The Federal Trade Commission is looking into a complaint by the advocacy group Consumer Watchdog that AMZN misleads customers about its pricing discounts.

In June, Consumer Watchdog looked at 1,000 products on Amazon and found that the retail giant put reference prices on about 46% of them. The organization found that for 61% of products with a reference price, the reference price was actually higher than what Amazon had sold that product for in the previous 90 days.

Consumer Watchdog argues that this practice is deceptive and makes Amazon prices look like a better deal than they are.

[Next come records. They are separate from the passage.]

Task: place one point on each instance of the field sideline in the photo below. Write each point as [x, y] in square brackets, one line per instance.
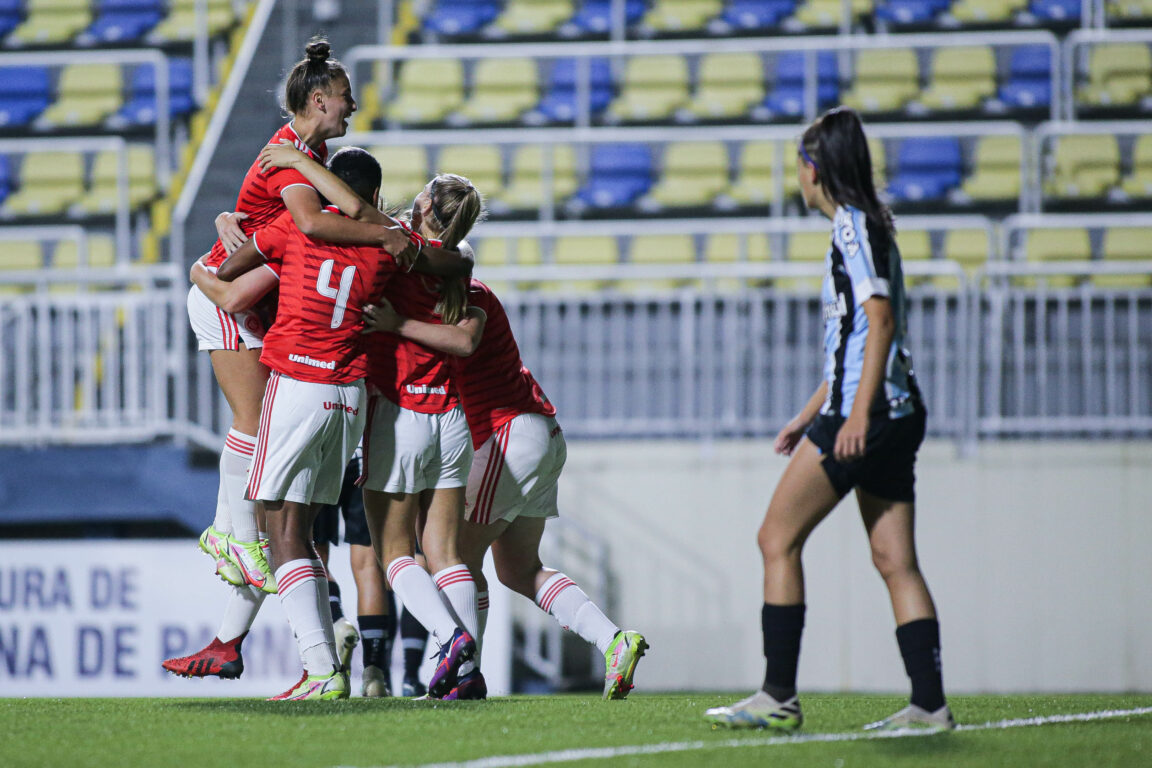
[645, 730]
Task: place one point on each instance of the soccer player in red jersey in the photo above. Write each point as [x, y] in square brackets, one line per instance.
[512, 485]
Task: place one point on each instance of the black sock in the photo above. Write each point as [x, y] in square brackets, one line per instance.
[782, 628]
[338, 610]
[919, 645]
[414, 637]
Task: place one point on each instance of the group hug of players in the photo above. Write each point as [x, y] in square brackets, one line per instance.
[336, 332]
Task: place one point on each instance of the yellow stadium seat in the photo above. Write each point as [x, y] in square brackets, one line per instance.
[416, 101]
[962, 78]
[52, 22]
[533, 16]
[681, 15]
[694, 174]
[480, 164]
[86, 94]
[180, 24]
[1083, 166]
[1126, 244]
[728, 85]
[885, 80]
[50, 182]
[103, 196]
[1138, 183]
[1119, 74]
[653, 89]
[525, 188]
[502, 90]
[995, 169]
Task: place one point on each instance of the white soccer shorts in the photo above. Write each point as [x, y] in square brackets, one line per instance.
[516, 470]
[408, 451]
[218, 329]
[308, 433]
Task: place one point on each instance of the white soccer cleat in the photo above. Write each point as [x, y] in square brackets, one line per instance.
[758, 711]
[912, 717]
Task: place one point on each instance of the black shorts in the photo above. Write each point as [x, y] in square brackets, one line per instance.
[887, 468]
[326, 527]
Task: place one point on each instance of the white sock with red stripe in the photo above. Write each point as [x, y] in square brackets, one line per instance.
[234, 462]
[296, 582]
[457, 588]
[243, 605]
[415, 588]
[569, 606]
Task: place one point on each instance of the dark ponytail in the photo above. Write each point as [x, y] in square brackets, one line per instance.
[835, 145]
[315, 70]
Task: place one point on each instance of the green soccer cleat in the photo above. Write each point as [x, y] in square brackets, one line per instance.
[916, 719]
[758, 711]
[620, 663]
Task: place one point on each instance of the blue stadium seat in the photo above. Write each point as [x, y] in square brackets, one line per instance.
[24, 93]
[461, 16]
[141, 107]
[619, 174]
[121, 21]
[595, 16]
[1029, 78]
[559, 103]
[788, 97]
[926, 168]
[757, 14]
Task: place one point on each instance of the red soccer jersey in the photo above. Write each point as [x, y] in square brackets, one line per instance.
[494, 385]
[260, 194]
[323, 287]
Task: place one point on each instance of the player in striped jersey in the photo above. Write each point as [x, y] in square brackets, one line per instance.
[512, 485]
[861, 430]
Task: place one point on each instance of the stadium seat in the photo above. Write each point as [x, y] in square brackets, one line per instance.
[408, 174]
[1029, 84]
[926, 168]
[1119, 75]
[885, 81]
[48, 183]
[962, 78]
[24, 93]
[1126, 244]
[653, 89]
[681, 15]
[694, 174]
[1083, 166]
[416, 103]
[618, 174]
[122, 21]
[525, 188]
[51, 22]
[1138, 183]
[728, 84]
[180, 24]
[502, 90]
[141, 108]
[86, 94]
[103, 195]
[533, 16]
[787, 100]
[560, 103]
[460, 16]
[995, 169]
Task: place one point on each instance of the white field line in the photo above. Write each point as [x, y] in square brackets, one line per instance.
[606, 753]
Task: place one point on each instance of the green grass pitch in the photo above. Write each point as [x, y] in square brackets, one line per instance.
[187, 732]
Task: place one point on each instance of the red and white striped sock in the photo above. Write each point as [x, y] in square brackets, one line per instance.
[569, 606]
[296, 582]
[415, 588]
[234, 462]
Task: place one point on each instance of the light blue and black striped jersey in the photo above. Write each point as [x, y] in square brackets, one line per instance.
[862, 261]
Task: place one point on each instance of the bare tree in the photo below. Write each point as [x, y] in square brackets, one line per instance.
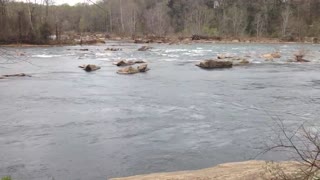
[285, 15]
[303, 143]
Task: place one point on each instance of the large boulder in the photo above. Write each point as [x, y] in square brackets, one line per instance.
[128, 70]
[214, 64]
[144, 48]
[299, 58]
[271, 56]
[143, 68]
[127, 63]
[90, 67]
[14, 75]
[240, 62]
[131, 70]
[113, 49]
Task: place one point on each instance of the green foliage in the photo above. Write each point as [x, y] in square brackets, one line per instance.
[6, 178]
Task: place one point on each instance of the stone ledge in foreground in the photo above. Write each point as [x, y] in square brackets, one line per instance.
[249, 170]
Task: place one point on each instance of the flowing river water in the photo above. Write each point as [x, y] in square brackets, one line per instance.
[65, 124]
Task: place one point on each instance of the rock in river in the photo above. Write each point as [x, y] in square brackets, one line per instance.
[90, 67]
[214, 64]
[144, 48]
[127, 63]
[132, 70]
[128, 70]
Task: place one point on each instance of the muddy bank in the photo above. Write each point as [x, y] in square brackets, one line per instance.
[250, 170]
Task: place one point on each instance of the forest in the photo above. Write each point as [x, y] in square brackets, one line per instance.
[36, 22]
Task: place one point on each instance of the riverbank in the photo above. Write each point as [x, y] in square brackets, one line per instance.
[255, 170]
[94, 39]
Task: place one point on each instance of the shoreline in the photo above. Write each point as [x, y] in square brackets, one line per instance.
[228, 171]
[169, 41]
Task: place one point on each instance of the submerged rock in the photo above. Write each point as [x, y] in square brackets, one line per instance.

The organization has asked the FTC to stop Amazon from buying Whole Foods WFM until they stop listing deceptive reference prices.

"Amazon must not be allowed to expand these deceptive practices to a whole new pool of unsuspecting customers," wrote John M. Simpson, Consumer Watchdog Privacy Project director, in a letter to the FTC earlier this month.

In response to these allegations, Amazon called Consumer Watchdog's study "deeply flawed."

"The conclusions the Consumer Watchdog group reached are flat out wrong," Amazon said. "We validate the reference prices provided by manufacturers, vendors and sellers against actual prices recently found across Amazon and other retailers."

The FTC works to investigate deceptive advertising practices and assesses company mergers to ensure they comply with antitrust laws. The commission's "Guide Against Deceptive Pricing" is against using "inflated" reference prices in order to make a price look like a bargain.

The FTC will also review Amazon's acquisition of Whole Foods and could potentially block the deal if the commission believes it would harm competition.